With respect to the strength of our responses to output gaps and inflation gaps, I think the Committee hasn’t been as gradual or as damped in its responses as the equations say it has. In my view there are a couple of points indicative of biases there. One is that the Committee has been forward-looking, so we’re really looking at forecasts and not at existing output gaps. We can often bring information to bear that says that a particular shock will likely go away and we don’t need to react so strongly to it.
So I think the wrong stuff is on the right-hand side of these Taylor rules; the Committee is doing much more than looking at the current levels of those two gaps. The second point is that these estimates are made on the assumption of a constant inflation target, in this case from 1987 through the present. I don’t want to get into a discussion of whether it should or should not have been constant. But I do believe that, from 1987 at least into the second part of the 1990s, the Committee surely did not have a constant inflation target. A number of the former members of this Committee talked about an opportunistic approach to reducing inflation. Inflation was higher than it needed to be over the long run, but there wasn’t any extraordinary effort to reduce it.
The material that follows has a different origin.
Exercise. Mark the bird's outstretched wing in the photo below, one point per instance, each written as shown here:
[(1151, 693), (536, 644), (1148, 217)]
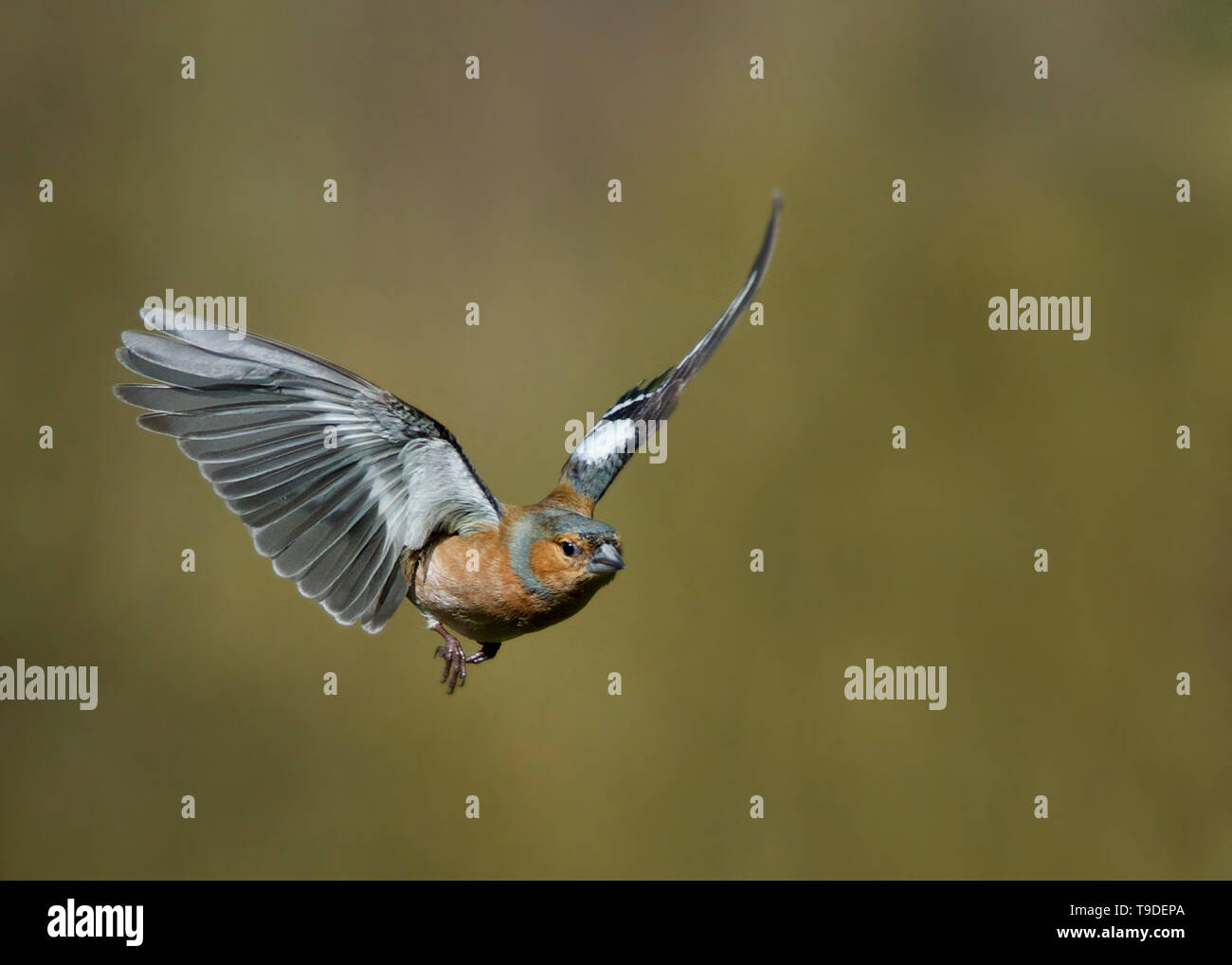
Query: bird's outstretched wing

The models wanted us to be stronger in reducing inflation because they had a lower inflation target than the Committee and the Committee didn’t react to the model’s target but to its own. I think that biases the results to finding that the Committee didn’t act as aggressively as the models thought it should, when in fact it acted fairly aggressively—and aggressively enough to get some pretty darn good outcomes for the economy over the past twenty years.
Having said that, I think there is a valuable lesson embedded here, and it goes to the discussion you were having about policy mistakes. It’s better generally for policy to act too strongly than too weakly to developing situations. Serious policy errors have been made when policy doesn’t react aggressively enough to a developing situation. Examples are the Federal Reserve in the 1970s or the Bank of Japan in the 1990s.
That is the sort of policy error that allows expectations to get out in front. It allows a spiral to develop that becomes very, very hard to reverse. If we react too aggressively, that also can be a policy mistake. But tightening too much because we’re afraid of inflation or easing too much because we’re concerned about deflation or recession is much more easily reversed without cumulating expectational problems getting built in. So to me the lesson for the Committee from these optimal rules is that we are probably better off being a little too aggressive than being not aggressive enough in terms of the possible consequences for the economy over time.